L'application est ainsi venue s'ajouter à l'accueil physique, au numéro de téléphone dédié et au formulaire à remplir en ligne. « Tous moyens confondus, il y a eu 122 000 demandes en 2019 et seulement 2 415 passées par l'application, ce qui représente 2 %. Un résultat donc très faible qui signifie que les gens ne changent pas forcément leurs habitudes et qu'ils restent attachés aux moyens classiques de signalement. De plus, pour le mandat actuel, les élus prévoient l'installation d'une maison de la tranquillité et de la citoyenneté.

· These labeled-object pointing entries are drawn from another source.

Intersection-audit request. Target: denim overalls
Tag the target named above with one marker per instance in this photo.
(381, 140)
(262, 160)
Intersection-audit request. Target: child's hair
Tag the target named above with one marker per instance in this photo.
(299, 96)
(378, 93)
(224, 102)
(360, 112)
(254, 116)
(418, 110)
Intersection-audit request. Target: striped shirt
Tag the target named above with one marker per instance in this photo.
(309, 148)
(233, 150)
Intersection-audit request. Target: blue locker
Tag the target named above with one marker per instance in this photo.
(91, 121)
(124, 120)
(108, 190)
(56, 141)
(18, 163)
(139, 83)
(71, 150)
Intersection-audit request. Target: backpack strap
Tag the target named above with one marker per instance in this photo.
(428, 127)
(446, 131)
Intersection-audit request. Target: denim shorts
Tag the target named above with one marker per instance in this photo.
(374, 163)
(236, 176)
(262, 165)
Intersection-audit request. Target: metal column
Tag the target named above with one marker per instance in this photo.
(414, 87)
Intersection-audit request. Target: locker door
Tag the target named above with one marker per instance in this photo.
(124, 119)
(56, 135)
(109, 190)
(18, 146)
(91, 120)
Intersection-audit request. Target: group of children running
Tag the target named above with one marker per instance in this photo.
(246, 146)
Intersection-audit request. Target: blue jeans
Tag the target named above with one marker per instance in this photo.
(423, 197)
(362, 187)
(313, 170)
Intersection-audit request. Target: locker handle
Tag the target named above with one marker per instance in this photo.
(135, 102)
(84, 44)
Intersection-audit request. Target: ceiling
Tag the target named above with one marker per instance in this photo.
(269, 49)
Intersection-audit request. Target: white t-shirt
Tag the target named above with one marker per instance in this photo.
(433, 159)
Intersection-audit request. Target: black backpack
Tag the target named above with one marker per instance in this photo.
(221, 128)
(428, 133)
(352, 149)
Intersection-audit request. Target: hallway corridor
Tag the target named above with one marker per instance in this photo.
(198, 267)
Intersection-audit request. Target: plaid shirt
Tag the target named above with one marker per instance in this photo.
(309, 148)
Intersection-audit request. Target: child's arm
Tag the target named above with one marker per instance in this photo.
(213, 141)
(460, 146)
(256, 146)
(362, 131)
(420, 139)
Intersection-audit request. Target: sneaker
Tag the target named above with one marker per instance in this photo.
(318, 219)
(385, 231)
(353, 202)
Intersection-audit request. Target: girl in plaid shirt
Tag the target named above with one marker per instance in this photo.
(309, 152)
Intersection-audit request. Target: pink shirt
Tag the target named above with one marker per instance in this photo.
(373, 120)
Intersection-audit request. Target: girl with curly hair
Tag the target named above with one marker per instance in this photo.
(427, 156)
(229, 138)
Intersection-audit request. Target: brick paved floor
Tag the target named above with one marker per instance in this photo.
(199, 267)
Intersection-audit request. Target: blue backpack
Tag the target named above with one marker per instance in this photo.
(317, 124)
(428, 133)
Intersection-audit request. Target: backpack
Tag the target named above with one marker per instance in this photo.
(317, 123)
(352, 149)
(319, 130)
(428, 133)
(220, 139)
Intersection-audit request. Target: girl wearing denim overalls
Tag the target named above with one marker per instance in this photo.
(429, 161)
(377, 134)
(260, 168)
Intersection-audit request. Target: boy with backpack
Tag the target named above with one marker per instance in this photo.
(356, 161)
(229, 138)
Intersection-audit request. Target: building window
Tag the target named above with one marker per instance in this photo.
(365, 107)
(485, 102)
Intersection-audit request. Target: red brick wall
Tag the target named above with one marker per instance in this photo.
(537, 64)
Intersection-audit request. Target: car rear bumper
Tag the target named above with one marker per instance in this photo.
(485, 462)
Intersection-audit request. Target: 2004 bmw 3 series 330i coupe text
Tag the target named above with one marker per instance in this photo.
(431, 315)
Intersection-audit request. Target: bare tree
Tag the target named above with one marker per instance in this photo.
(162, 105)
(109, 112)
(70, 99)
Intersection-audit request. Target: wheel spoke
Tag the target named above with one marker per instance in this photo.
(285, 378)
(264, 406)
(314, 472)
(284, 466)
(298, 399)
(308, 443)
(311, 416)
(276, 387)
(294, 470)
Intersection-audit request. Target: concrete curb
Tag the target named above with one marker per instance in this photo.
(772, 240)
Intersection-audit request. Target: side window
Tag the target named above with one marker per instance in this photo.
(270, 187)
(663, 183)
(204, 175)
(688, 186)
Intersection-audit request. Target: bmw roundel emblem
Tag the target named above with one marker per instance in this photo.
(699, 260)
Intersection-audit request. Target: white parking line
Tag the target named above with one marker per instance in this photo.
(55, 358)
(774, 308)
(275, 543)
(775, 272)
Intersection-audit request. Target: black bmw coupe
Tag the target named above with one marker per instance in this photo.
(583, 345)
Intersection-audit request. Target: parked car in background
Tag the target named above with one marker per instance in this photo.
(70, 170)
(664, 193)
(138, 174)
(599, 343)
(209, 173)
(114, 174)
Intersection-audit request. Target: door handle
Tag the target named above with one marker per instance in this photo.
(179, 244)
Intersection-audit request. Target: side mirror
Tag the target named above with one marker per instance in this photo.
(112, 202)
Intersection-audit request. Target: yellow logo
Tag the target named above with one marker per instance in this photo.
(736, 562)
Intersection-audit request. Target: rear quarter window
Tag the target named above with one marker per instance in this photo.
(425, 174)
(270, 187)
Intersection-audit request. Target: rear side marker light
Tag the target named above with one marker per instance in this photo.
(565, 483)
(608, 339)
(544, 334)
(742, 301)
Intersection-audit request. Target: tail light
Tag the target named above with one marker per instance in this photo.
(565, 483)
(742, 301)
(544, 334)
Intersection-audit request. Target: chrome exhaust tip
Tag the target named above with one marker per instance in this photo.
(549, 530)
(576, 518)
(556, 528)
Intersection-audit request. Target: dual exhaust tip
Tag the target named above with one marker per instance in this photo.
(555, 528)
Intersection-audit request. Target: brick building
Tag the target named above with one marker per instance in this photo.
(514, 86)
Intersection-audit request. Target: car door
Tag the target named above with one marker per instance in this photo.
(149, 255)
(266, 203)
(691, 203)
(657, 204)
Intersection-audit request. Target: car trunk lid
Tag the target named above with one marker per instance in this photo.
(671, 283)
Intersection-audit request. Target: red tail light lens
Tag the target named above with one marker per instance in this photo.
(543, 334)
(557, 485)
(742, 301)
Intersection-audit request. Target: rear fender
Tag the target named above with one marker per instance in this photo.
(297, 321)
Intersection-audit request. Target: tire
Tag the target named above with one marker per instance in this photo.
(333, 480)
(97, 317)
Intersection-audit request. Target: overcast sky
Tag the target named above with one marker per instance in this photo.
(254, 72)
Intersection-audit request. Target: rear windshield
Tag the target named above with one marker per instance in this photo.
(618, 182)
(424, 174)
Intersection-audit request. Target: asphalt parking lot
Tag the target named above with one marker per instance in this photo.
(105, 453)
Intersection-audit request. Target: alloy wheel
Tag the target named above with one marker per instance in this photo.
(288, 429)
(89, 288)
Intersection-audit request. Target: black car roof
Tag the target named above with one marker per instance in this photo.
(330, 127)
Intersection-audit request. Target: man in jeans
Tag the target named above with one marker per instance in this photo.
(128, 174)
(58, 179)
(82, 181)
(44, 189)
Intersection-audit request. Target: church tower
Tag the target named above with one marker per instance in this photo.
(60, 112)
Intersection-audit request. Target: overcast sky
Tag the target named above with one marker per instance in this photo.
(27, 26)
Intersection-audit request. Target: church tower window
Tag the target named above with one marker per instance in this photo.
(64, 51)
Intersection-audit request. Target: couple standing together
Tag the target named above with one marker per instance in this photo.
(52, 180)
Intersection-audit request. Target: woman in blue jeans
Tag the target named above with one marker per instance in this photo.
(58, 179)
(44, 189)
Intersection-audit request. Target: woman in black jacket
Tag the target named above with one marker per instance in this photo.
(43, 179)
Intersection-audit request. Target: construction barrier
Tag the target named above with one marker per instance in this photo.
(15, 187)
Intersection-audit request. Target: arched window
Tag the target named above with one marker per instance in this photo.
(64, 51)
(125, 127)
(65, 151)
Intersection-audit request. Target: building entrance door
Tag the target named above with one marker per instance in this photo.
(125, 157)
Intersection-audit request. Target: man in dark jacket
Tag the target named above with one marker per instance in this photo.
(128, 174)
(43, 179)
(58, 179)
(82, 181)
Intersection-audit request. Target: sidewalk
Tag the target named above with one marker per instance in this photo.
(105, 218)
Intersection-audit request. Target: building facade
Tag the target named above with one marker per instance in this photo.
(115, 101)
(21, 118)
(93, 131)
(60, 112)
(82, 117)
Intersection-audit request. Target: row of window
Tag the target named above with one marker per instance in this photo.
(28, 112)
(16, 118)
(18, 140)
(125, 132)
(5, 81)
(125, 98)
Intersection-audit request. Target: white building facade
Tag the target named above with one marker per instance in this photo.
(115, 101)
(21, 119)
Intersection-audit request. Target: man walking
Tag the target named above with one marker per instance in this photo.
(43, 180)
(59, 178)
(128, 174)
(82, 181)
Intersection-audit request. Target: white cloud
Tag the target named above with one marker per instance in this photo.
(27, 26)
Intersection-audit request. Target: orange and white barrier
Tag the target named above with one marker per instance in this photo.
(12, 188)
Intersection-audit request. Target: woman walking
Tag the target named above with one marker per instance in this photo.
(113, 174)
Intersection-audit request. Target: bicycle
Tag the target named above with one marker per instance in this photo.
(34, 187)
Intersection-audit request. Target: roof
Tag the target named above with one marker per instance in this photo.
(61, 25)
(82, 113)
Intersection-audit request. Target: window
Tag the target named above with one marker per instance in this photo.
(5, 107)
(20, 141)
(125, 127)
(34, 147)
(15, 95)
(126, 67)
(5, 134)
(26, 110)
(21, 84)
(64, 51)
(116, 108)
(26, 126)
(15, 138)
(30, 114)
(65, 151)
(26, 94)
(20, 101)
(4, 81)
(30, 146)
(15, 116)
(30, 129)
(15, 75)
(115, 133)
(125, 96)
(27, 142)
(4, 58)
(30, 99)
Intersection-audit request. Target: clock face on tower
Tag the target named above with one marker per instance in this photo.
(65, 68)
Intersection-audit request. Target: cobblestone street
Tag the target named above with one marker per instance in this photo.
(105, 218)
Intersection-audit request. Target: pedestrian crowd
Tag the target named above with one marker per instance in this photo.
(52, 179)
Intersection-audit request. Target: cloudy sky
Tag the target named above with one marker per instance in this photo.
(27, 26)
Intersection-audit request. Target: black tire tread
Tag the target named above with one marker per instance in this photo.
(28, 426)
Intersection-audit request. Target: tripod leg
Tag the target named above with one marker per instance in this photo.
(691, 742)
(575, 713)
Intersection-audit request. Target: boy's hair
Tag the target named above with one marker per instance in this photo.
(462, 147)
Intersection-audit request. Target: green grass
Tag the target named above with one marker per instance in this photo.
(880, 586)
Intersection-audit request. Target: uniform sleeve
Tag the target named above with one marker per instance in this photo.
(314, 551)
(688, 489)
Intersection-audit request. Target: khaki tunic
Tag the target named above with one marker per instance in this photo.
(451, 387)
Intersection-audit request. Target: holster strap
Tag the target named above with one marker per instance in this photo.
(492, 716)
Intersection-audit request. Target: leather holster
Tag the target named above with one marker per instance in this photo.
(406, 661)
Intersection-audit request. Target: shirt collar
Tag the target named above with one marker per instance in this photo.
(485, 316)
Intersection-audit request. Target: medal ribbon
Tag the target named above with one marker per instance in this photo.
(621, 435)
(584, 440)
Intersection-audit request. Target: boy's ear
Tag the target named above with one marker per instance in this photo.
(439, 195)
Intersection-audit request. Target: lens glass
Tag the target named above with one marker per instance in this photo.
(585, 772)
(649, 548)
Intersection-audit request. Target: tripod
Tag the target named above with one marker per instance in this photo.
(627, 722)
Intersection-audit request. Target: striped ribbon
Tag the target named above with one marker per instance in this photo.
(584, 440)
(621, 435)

Toujours avec cette volonté de conserver la notion d'accueil physique. »

Conçues pour signaler les troubles à l'ordre public, peut-on, à terme, imaginer utiliser les applis pour alerter sur des délits ? C'était justement l'une des limites fixées lors de la mise en place de l'application rennaise. « Dès le début, la demande des élus était claire : pas de confusion avec le 17. Chacun doit conserver sa mission. Et cela évite également le phénomène de délation tant redouté et le détournement de l'application pour régler des problèmes de voisinage », pointe Gildas Le Guernigou. Un avis partagé par Renaud Prouveur : « Pour parer à ce genre de dérive, notre application est préformatée pour ne pas proposer de case “divers”. Il faut qu'elle offre un maximum de liberté à l'utilisateur mais dans un cadre sécurisé, qui reste sur une logique de protection de l'espace partagé. Utiliser une application pour résoudre des questions de sécurité, c'est glisser rapidement vers une thématique malsaine de délation et d'atteinte aux libertés. De plus, cela pénalise le travail des forces de l'ordre. »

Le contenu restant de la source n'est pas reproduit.